L’année dernière, la ligue pro-bio a été contactée par l’association Urgenci, un réseau international qui essaie de rassembler l’ensemble des acteurs, producteurs, consommateurs et militants d’un système appelé Partenariats Locaux Solidaires entre Producteurs et Consommateurs, ou en France, comme cité ci-dessus, les AMAP. Les fondements de cette approche se déclinent en trois principes : un partenariat entre l’agriculteur et le consommateur pour la fourniture d’aliments par le premier et l’écoulement par le second. Ces échanges se font au niveau local, par souci de proximité, et le partenariat est basé sur la solidarité entre agriculteurs et consommateurs qui partagent les risques liés à la récolte, et un prix et une rémunération juste pour les deux parties. Concrètement, il s’agit la plupart de temps de paniers composés de produits de saison cultivés par un agriculteur de la région qui est remis régulièrement au consommateur, qui l’a d’ailleurs payé à l’avance. Dans de nombreux pays, ces systèmes se développent de plus en plus. En République tchèque, quelques initiatives sont apparues. Jan Valeška :
« Nous ne nous sommes pas un distributeur. Nous essayons de faire en sorte que les deux mondes se rencontrent, se connaissent pour qu’ils construisent peut-être eux-mêmes ensemble ces systèmes d’AMAP. Mais néanmoins, dans le cadre de la coopération avec Urgenci, nous avons formé avec une vingtaine de consommateurs un de ces systèmes, que nous avons appelé bedynky – petit cageot.

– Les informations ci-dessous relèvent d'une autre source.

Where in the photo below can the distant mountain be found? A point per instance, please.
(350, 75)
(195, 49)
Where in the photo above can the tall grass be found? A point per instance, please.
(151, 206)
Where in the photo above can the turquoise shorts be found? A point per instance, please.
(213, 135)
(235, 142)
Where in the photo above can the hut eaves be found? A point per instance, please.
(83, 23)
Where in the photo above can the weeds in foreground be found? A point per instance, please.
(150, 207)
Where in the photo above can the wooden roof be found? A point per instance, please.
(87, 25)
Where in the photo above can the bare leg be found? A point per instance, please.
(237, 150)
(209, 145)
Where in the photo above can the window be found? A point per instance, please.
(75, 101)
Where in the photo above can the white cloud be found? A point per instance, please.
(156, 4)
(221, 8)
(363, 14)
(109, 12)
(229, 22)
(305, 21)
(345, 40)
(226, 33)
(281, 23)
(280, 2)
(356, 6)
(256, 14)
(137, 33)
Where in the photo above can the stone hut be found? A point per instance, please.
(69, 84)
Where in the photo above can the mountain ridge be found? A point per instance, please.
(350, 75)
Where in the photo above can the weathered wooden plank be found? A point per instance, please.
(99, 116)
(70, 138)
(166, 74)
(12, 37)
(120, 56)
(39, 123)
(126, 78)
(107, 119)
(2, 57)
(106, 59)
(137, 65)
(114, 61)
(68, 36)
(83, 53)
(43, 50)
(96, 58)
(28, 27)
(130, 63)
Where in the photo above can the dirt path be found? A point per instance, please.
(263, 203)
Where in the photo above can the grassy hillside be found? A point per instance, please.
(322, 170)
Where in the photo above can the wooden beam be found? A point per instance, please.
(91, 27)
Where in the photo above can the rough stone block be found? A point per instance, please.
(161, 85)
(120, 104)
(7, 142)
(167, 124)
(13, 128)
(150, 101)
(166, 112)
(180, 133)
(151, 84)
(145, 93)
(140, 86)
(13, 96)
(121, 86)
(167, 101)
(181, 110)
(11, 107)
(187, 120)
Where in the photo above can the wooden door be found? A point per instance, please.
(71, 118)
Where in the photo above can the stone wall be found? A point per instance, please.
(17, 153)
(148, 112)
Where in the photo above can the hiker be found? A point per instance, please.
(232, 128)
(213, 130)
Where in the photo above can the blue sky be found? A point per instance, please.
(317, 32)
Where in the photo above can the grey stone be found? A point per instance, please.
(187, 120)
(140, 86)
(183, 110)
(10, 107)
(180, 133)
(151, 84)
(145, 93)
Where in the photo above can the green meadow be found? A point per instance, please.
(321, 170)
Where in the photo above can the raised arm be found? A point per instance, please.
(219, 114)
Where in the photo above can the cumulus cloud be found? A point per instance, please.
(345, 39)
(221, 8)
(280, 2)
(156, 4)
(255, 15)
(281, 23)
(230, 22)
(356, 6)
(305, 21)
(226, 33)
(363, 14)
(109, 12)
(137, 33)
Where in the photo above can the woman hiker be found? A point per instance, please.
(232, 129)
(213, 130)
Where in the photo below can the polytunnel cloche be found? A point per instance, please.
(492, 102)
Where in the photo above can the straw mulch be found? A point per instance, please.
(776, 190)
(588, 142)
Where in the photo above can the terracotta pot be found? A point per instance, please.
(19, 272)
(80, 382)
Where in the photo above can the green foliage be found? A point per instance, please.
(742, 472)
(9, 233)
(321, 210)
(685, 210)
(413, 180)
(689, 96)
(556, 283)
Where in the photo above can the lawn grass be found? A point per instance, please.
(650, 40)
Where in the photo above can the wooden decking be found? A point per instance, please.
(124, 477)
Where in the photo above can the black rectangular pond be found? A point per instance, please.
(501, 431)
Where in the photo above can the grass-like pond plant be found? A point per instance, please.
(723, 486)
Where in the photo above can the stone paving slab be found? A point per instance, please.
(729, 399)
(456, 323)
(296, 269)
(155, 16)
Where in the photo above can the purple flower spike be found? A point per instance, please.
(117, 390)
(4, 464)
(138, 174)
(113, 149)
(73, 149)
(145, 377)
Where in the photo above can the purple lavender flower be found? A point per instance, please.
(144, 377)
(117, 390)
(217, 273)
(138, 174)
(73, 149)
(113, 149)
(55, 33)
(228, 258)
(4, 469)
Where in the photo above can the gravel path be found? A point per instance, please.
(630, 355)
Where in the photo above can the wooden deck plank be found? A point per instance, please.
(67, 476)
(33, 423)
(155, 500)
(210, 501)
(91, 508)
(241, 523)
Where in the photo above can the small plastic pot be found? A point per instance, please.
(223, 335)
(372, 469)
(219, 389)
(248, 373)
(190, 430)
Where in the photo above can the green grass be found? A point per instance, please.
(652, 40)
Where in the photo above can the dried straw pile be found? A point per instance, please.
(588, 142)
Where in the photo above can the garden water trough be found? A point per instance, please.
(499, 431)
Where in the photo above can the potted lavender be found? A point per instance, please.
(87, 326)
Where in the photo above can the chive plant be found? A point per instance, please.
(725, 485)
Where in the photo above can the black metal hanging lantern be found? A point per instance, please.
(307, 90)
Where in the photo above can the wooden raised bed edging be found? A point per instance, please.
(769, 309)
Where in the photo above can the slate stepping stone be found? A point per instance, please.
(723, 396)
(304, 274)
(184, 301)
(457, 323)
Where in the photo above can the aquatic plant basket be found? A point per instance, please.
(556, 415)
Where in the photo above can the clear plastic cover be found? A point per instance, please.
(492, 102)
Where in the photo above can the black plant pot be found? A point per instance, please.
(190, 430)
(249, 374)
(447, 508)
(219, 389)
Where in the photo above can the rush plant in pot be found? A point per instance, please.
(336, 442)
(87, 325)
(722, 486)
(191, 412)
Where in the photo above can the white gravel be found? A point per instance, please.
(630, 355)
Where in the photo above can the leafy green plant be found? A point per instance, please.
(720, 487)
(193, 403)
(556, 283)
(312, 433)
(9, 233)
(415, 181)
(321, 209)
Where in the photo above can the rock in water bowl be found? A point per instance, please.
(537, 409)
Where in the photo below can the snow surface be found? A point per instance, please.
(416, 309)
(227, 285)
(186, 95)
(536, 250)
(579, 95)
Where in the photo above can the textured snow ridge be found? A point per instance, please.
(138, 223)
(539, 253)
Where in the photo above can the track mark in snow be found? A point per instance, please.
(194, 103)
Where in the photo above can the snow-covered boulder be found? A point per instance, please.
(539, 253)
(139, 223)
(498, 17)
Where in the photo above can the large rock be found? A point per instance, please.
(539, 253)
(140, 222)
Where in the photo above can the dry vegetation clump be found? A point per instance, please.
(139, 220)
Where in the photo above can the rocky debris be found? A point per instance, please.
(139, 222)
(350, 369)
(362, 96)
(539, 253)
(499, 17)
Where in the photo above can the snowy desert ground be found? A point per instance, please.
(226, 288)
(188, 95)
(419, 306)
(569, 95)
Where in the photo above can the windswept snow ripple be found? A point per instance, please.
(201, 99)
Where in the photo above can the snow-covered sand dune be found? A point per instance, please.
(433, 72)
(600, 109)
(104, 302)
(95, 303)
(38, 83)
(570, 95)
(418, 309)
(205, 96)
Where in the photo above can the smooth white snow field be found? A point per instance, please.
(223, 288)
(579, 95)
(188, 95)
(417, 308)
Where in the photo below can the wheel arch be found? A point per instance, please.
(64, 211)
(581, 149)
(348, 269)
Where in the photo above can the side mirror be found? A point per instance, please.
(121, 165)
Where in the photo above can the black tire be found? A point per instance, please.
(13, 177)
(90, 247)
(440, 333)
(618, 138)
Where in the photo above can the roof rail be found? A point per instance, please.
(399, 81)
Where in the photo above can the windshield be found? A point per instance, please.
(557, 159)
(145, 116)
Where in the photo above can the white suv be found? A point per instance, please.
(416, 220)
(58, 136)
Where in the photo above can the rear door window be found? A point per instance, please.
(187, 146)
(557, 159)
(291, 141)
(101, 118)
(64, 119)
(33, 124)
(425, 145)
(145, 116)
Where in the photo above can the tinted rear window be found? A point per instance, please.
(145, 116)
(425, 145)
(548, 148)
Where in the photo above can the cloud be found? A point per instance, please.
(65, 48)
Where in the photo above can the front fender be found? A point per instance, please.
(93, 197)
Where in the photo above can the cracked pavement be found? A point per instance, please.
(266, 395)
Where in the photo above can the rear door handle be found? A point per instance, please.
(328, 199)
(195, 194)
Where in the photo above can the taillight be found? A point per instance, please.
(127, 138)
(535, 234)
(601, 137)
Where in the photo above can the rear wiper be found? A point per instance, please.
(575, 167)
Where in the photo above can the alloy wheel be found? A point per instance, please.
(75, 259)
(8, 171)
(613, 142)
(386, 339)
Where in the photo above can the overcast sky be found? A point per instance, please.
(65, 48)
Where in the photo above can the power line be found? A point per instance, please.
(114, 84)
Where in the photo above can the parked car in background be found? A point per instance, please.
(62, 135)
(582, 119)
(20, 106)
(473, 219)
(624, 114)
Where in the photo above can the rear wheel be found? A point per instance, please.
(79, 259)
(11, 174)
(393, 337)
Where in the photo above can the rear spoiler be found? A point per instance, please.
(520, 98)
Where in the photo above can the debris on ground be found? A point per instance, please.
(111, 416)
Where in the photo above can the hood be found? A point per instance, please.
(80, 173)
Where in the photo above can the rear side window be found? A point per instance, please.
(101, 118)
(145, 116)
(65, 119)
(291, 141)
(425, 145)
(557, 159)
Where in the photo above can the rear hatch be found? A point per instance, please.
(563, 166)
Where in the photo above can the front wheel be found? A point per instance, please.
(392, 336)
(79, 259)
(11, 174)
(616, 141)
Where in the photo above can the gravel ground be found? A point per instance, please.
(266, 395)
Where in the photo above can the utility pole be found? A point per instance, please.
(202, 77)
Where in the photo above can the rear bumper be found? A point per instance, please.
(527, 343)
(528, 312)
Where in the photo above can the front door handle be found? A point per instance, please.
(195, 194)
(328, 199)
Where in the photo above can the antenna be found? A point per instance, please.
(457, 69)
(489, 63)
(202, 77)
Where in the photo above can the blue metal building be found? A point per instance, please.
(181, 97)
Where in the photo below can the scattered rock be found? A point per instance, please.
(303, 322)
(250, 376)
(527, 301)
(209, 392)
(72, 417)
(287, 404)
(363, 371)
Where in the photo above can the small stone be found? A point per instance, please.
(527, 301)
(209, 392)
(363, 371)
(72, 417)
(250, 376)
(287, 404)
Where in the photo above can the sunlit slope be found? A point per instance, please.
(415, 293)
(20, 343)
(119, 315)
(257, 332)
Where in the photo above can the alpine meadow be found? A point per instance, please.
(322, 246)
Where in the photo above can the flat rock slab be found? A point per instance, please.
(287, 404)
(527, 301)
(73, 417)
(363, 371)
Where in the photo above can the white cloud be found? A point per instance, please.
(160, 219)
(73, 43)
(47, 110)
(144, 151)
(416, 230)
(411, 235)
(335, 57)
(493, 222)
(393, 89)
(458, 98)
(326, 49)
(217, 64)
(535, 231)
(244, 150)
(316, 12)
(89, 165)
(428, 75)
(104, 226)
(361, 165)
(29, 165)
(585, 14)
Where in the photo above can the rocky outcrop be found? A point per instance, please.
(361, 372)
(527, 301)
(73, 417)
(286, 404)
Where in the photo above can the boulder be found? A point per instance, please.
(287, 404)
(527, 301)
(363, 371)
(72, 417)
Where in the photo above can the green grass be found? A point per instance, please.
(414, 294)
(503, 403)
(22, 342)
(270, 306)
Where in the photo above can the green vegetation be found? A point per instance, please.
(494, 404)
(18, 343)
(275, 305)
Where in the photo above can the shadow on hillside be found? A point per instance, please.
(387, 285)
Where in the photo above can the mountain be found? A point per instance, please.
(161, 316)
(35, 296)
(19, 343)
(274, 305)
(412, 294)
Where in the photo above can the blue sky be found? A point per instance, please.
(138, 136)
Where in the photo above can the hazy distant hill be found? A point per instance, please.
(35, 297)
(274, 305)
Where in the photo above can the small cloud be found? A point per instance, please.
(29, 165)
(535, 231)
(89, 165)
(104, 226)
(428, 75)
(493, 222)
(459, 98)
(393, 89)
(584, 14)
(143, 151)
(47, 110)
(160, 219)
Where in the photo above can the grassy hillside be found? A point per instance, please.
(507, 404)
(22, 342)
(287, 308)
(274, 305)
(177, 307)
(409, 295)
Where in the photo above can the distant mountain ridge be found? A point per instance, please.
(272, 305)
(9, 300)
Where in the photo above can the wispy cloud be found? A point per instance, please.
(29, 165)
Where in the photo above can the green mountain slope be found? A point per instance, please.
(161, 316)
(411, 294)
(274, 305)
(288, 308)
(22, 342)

Nous sommes maintenant une quarantaine qui venons ici chercher ces petits paniers payés à l’avance. Il y a un grand intérêt de la part des consommateurs. Nous avons environ 150 personnes qui voudraient participer à ce programme mais nous n’avons pas les moyens de l’organiser et même le paysan en question ne veut pas se lier avec autant de clients. »L’intérêt pour l’agriculture biologique est de plus en plus grand. Jan Valeška fait par ailleurs remarquer que 10% des terrains cultivables sont répertoriés biologiques, mais il admet que ces terrains sont peu productifs. Et le nombre d’épiceries labellisées bio ou vendant des produits bio dans les supermarchés a décuplé. Néanmoins, selon Jan Valeška, ces nombreuses boutiques peuvent être trompeuses :
« La vente de produits alimentaires biologiques est déjà un vrai ‘business’, et elle perd parfois tout la dimension sociale et environnementale qu’elle devrait avoir. Acheter des produits de l’agriculteur du coin, d’un agriculteur que le consommateur connaît et non pas des produits qui ont traversé la moitié de la terre, cela remplit ces conditions. »Le monde européen agricole est en crise, et les manifestations des agriculteurs que ce soit à Bruxelles ou dans la plupart des pays de l’Union se multiplient. Pour Jan Valeška, cette gestion de l’agriculture, basée sur un système de subvention, ne va pas forcément dans la bonne direction, même si les agriculteurs biologiques reçoivent également des subventions. Jan Valeška :
« Les agriculteurs ordinaires touchent des subventions et les agriculteurs qui font du bio reçoivent un peu plus en compensation du fait qu’ils prennent soin de la terre. Ces subventions sont relativement élevées et il arrive parfois que des agriculteurs se déclarent bio seulement à cause de ces subventions. Ça entraîne des fraudes et de la spéculation. Et je ne sais pas si ce système de subvention aide ou pas finalement. Et on voit que certaines fermes ne sont pas viables économiquement sans ces subventions. Nous nous demandons dans notre organisation combien de temps on peut pomper de l’argent à l’Etat pour que l’agriculture tienne de cette façon. »Un retour à une agriculture plus proche des gens, à échelle humaine, c’est donc ce que prônent les militants bio. En tout cas, en République tchèque, que ce soit à Prague ou dans d’autres villes comme Brno ou Olomouc, le système des petits cageots ou paniers bio fait de plus en plus d’émules.